Nine songs: a study of shamanism in ancient China
From introduction:
In ancient China intermediaries used in the cult of Spirits were called wu. They figure in old texts as experts in exorcism, prophecy, fortune-telling, rain-making and interpretation of dreams. Some wu danced, and they are sometimes defined as people who danced in order to bring down Spirits. But it is clear that dancing was not invariably a part of their technique, and the idea that they were by definition 'dancers' is perhaps partly due to a popular etymology which equated wu, 'spirit-intermediary' with wu, 'to dance.'
They were also magic healers and in later times at any rate one of their methods of doctoring was to go, as Siberian shamans do, to the underworld and find out how the Powers of Death could be propitiated. Indeed the functions of Chinese wu were so like those of Siberian and Tunguz shamans that it is convenient (as has indeed been done by Far Eastern and European writers) to use shaman as a translation of wu. Early references to shamans, though fairly frequent, unfortunately, tell us little or nothing about how they set to work.

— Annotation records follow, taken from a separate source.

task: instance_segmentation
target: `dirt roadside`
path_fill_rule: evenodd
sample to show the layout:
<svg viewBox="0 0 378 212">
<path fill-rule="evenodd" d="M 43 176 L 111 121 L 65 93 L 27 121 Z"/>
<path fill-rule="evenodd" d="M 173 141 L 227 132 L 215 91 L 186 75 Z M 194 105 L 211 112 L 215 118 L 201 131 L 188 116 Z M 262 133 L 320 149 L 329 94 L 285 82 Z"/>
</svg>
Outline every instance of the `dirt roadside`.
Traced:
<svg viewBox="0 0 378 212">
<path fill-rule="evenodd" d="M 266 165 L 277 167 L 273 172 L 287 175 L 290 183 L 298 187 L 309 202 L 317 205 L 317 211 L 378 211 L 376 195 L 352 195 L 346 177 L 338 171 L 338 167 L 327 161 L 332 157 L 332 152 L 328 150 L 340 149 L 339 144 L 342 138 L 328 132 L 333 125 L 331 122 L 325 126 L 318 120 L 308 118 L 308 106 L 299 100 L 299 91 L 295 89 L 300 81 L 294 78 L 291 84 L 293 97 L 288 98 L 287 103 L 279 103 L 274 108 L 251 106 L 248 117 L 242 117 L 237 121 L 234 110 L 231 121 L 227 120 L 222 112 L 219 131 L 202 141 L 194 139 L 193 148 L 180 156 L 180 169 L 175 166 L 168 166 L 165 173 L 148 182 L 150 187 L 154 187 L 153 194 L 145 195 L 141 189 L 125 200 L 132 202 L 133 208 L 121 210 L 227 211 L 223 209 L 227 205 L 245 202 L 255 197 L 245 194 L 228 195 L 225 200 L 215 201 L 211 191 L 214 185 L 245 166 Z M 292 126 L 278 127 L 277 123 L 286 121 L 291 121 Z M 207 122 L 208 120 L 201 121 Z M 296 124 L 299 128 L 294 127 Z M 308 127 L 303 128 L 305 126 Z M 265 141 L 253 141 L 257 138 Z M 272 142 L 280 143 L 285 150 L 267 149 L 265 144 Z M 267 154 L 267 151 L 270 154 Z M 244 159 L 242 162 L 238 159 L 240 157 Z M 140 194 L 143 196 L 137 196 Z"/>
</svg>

The Spirit talks to or through the shaman, but whether the shaman receives these divine communications when in a state of trance or whether some incorporeal part of him climbs to Heaven and there converses with the deity is not made clear. Nor are we told how one becomes a shaman. There is a second-century B.C. story5 of a woman upon whom a Spirit first descended when she was ill, and it appears that afterwards, it was only during spells of illness that she shamanized. The malady initiatique is of course a common stage in the career of shamans, magicians and saints in many parts of the world, and shamans used often to be described as neurotics by European writers. With this view of them, it is interesting to contrast the following passage from a discourse on the relations between men and Spirits supposed to have been delivered about 500 B.C.
The shaman, according to this text, 6 is a person upon whom a Bright Spirit has descended, attracted to him because he is 'particularly vigorous and lively, staunch in adher- ence to principle, reverent and just; so wise that in all matters high and low he always takes the right side, so saintly (sheng) that he spreads around him a radiance that reaches far and wide . . .
This is of course an idealized picture, perhaps intended to apply only to shamans of a Golden Age in the past, such as the famous shaman Hsien (Wu Hsien), a divinized shaman who became one of the principal gods in north-west China, and figures in the famous imprecation of the country of Ch'in against the country of Ch'u, in which the King of Ch'u is accused of 'showing no fear of God on High in his August Heaven, nor of that very illustrious Great Spirit, the shaman Hsien.' But to return to the question of how one becomes a shaman. The frequent expression 'shaman family' (wu chid) seems to suggest that the profession was often hereditary. But in Ch'i (northern Shantung) such an expression would have had no meaning, for there every family was a shaman family: 'among the common people the eldest daughter is not allowed to marry. She is called the "shaman-child" (wu-erh) and is in charge of the family's religious rites.
This custom still (i.e. c. a.d. 80) prevails.'7 Spirits constantly appear to men in dreams or simply as day-light apparitions and communicate freely, without the aid of a shaman; and the conditions under which they required a shaman as a necessary intermediary are not at all clear. The most striking example of this is the story about the spirit (or ghost, if you will) of Prince Shen-sheng of Chin. In 655 B.C. the Duke of Chin murdered his son, Prince Shen-sheng. In 650, after some years of the sordid scramble for succession, a brother of Shen-sheng succeeded to the Dukedom. One of his first acts was to disinter Shen-sheng and re-bury him without the rites due to a former Heir-Apparent. Shortly afterwards Shen-sheng's spirit descended from Heaven and appeared to one of his former retainers.
He announced that he had complained to God (Ti) about the new Duke's insulting conduct, and God had promised that to punish the Duke He would cause his country to be conquered by a neighbouring country to the west. The retainer pointed out that it would be fairer if the Duke were punished in some way that did not involve the whole land of China. 'That is true,' said the spirit. T will talk to God about it again.' The spirit then instructed his retainer to go in seven days' time to a certain place in south-western Shansi, where he would find a shaman waiting.